Network-Wide Profiling and Comparison

After identifying the token with significant variations in logits accuracy, dump the network-wide accuracy data for both the benchmark model and the ATB model. Then, use the compare tool to perform an accuracy comparison and locate the issue.

For Model A, dump the network-wide accuracy data for the third token.

  1. Profile the network-wide data of the benchmark model.
    Sample code:
     1
     2
     3
     4
     5
     6
     7
     8
     9
    10
    11
    12
    13
    14
    15
    16
    17
    18
    19
    20
    21
    import torch
    from msit_llm import DumpConfig, register_hook
    from transformers import AutoTokenizer, AutoModelForCausalLM
    
    # Before initializing the inference model, enable deterministic computation.
    from msit_llm import seed_all
    seed_all(seed=2345)
    
    # Configure dump parameters:
    # token_range=list ([3]) indicates that the network-wide data of the third token is collected.
    
    dump_config = DumpConfig(token_range=list([3]), dump_path="dump data storage path")
    
    # Initialize the inference model.
    model_weight_path="Model A's weight path"
    tokenizer = AutoTokenizer.from_pretrained(model_weight_path)
    model = AutoModelForCausalLM.from_pretrained(model_weight_path).cuda()
    register_hook(model, dump_config)  # model represents the model instance that dumps intermediate tensors, and the code should be added after model initialization.
    
    with torch.no_grad():
        # Inference process code.
    
  2. Collect the network-wide data of the ATB model.

    Command example:

    msit llm dump --exec  "bash run.sh"  -er 3,3 -o "dump data saving path" -seed 2345
  3. Use the compare tool to compare the network-wide accuracy data.

    Example:

    msit llm compare -gp {GOLDEN_DUMP_DIR}/msit_dump_{TIMESTAMP}/torch_tensors/cuda{device_id}_{PID}/ -mp {ATB_DUMP_DIR}/msit_dump_{TIMESTAMP}/tensors/{device_id}_{PID} -o "Comparison result saving path"
  4. After the comparison is complete, the comparison result file msit_cmp_report_{TIMESTAMP} is generated and saved in the path for saving the comparison result.

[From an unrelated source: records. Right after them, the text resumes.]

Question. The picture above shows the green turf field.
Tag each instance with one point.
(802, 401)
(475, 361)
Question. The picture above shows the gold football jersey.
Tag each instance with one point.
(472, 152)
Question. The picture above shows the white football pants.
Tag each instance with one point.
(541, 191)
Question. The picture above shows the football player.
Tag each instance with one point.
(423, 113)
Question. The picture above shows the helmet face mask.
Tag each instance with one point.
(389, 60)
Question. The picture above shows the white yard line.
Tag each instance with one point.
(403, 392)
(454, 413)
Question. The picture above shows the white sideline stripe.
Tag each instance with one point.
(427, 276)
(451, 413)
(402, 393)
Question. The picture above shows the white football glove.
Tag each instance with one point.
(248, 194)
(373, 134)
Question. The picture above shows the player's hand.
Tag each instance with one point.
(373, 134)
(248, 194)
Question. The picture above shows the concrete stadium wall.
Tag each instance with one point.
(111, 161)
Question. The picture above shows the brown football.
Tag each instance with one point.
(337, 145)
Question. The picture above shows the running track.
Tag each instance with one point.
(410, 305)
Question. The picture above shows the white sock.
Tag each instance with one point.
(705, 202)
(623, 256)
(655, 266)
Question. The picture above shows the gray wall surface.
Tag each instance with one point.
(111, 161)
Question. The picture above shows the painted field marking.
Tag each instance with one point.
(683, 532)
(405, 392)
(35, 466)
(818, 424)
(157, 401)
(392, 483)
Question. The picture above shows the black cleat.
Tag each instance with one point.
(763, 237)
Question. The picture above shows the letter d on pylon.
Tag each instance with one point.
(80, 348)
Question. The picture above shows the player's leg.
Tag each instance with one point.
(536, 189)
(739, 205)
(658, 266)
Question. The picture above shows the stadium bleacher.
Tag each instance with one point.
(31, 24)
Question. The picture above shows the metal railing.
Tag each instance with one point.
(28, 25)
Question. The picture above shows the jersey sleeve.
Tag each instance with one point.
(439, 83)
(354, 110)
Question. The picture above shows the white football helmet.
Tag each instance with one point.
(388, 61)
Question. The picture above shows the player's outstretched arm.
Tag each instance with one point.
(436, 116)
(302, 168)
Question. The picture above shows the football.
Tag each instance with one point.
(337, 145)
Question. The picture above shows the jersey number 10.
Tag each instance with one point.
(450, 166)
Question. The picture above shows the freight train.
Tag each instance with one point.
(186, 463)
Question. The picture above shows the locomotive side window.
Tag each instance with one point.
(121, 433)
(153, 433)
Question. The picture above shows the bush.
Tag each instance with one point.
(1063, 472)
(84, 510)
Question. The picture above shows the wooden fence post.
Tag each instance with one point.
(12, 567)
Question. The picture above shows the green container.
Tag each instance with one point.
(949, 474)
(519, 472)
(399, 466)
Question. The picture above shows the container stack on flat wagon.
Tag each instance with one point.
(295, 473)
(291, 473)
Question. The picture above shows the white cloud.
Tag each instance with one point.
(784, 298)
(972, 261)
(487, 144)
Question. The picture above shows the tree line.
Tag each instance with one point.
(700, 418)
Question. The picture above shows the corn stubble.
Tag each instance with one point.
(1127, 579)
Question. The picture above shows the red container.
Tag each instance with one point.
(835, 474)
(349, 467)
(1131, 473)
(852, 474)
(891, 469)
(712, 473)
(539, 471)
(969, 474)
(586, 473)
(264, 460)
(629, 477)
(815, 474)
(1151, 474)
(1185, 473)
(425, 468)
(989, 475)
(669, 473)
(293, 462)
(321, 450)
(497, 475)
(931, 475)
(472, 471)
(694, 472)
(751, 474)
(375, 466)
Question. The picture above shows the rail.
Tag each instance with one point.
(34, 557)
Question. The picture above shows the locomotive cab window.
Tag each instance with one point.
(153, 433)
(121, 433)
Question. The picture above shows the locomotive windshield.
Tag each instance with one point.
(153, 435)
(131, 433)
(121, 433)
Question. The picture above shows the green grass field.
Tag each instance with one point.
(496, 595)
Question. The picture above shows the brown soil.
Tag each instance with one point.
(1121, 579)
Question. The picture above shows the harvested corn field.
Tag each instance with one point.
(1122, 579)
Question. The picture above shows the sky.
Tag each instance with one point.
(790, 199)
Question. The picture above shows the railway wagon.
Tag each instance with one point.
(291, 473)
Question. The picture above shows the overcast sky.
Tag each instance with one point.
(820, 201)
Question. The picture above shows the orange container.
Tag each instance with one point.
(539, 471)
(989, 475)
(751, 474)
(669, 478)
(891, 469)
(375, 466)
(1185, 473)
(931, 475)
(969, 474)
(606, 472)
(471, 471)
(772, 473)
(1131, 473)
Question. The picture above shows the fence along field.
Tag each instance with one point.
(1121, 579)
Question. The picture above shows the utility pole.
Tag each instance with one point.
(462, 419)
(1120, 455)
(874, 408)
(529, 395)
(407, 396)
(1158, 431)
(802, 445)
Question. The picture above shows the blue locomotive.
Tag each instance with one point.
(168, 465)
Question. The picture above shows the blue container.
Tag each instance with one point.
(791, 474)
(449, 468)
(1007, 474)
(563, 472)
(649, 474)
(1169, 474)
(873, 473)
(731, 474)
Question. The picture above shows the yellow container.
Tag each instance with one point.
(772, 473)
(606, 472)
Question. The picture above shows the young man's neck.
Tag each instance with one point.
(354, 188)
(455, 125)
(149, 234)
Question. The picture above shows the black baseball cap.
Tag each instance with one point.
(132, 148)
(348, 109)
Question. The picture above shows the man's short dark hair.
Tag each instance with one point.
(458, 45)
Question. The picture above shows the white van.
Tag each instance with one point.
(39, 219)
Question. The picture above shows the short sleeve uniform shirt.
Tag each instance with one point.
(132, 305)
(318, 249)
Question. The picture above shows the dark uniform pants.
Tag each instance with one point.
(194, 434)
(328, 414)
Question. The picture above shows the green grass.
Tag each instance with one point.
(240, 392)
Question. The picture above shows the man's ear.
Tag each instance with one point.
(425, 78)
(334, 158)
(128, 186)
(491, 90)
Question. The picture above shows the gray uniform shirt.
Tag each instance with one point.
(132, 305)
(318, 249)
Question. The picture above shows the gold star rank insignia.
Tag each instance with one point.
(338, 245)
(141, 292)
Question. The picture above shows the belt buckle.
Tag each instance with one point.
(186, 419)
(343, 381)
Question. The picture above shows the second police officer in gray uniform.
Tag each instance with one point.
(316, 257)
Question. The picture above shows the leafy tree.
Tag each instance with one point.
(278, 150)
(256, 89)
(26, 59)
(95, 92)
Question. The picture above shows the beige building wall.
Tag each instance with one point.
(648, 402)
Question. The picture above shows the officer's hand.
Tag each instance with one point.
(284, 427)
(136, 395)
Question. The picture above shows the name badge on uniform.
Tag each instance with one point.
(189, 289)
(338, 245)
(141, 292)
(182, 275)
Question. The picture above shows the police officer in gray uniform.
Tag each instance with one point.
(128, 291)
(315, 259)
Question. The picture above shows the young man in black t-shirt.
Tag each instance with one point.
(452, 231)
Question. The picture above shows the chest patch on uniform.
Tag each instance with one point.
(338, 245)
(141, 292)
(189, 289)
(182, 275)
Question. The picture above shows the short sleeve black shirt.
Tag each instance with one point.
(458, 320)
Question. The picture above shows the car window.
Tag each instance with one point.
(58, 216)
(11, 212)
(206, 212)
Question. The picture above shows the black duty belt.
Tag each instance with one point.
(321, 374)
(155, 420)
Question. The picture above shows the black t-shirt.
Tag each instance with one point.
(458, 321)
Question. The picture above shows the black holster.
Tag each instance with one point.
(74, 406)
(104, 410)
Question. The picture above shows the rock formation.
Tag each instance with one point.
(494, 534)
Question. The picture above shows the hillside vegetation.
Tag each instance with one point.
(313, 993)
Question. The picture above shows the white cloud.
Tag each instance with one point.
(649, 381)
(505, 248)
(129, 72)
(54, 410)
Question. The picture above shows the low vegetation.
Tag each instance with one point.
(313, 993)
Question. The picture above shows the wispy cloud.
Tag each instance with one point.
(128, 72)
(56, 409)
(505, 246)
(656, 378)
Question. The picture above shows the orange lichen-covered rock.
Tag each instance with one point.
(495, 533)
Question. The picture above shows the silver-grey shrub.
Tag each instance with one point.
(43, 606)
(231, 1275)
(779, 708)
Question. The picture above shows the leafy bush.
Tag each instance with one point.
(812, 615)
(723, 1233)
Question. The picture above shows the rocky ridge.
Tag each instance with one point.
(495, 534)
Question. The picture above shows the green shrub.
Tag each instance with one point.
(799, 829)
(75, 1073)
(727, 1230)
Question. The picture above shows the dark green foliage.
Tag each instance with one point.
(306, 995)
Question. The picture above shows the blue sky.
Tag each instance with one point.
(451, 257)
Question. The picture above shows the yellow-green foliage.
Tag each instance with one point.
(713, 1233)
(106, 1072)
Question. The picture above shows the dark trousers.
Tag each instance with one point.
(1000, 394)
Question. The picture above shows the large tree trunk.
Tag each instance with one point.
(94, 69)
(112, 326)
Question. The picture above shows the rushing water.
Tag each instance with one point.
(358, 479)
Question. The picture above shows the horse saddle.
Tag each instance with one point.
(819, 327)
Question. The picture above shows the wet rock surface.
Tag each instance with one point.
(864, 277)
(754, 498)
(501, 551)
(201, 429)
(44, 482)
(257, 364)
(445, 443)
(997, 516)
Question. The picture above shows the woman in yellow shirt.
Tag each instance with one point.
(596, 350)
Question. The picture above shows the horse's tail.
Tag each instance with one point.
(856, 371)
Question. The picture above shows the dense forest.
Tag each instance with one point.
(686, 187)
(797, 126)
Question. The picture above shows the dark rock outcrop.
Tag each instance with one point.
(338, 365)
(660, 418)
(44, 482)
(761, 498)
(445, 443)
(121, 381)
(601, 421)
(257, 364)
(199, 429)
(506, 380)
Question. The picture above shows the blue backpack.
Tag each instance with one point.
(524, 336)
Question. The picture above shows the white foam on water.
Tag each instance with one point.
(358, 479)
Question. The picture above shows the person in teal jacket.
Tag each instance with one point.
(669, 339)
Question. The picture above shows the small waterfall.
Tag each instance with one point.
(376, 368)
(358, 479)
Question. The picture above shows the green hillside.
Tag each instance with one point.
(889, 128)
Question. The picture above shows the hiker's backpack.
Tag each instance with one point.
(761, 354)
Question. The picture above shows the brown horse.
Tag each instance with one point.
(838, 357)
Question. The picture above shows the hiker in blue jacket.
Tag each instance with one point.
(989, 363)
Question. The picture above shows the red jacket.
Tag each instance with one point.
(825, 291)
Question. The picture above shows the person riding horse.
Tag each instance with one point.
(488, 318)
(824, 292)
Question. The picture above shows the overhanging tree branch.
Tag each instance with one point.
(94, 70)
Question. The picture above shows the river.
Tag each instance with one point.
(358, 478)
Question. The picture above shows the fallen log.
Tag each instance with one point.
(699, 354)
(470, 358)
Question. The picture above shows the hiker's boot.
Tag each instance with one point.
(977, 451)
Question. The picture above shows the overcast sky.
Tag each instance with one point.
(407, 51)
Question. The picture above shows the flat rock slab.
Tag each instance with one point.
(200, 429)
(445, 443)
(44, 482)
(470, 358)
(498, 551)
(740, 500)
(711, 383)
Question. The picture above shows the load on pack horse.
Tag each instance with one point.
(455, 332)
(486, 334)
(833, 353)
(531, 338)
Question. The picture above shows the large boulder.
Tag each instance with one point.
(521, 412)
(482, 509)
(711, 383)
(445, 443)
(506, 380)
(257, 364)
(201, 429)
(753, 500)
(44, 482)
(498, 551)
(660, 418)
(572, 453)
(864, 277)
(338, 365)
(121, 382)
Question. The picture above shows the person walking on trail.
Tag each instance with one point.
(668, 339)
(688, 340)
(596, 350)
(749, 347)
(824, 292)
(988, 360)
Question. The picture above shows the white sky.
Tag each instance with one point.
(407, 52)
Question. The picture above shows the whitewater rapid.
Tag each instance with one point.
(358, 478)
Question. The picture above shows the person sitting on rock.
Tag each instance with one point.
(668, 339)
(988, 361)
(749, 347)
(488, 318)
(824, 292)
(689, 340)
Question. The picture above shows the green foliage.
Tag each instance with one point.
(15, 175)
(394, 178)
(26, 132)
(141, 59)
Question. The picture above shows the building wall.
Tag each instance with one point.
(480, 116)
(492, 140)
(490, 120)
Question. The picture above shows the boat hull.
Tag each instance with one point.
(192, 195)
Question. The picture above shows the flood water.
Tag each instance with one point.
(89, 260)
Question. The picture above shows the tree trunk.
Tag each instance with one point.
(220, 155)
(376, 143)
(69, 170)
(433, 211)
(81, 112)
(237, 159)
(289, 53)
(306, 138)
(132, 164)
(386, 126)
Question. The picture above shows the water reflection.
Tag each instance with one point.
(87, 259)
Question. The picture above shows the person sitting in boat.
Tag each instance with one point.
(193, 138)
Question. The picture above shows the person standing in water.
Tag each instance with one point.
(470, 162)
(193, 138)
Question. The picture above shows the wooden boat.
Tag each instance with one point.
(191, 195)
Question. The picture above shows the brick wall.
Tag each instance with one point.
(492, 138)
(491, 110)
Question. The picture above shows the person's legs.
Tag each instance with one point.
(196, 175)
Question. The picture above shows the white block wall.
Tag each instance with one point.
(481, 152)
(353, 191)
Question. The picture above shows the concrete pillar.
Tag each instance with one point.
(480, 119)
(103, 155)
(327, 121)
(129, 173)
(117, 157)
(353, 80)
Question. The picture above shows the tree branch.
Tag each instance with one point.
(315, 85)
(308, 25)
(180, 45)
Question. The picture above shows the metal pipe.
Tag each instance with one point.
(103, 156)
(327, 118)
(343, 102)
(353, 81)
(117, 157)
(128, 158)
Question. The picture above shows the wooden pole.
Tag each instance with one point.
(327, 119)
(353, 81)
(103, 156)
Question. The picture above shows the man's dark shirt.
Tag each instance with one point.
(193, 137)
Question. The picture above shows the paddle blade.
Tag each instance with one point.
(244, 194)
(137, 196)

    Open the accuracy comparison result of Model A, find the first tensor that does not meet the accuracy requirements, and check the my_data_path column. The name of the operator that introduces the issue is LinearOperation, as shown in Figure 1.

    Figure 1 Network-wide accuracy comparison result of Model A
  5. After confirming the operator name, use the msit llm opcheck tool to pre-check the operator accuracy and check whether the accuracy of the ATB operator meets the requirements.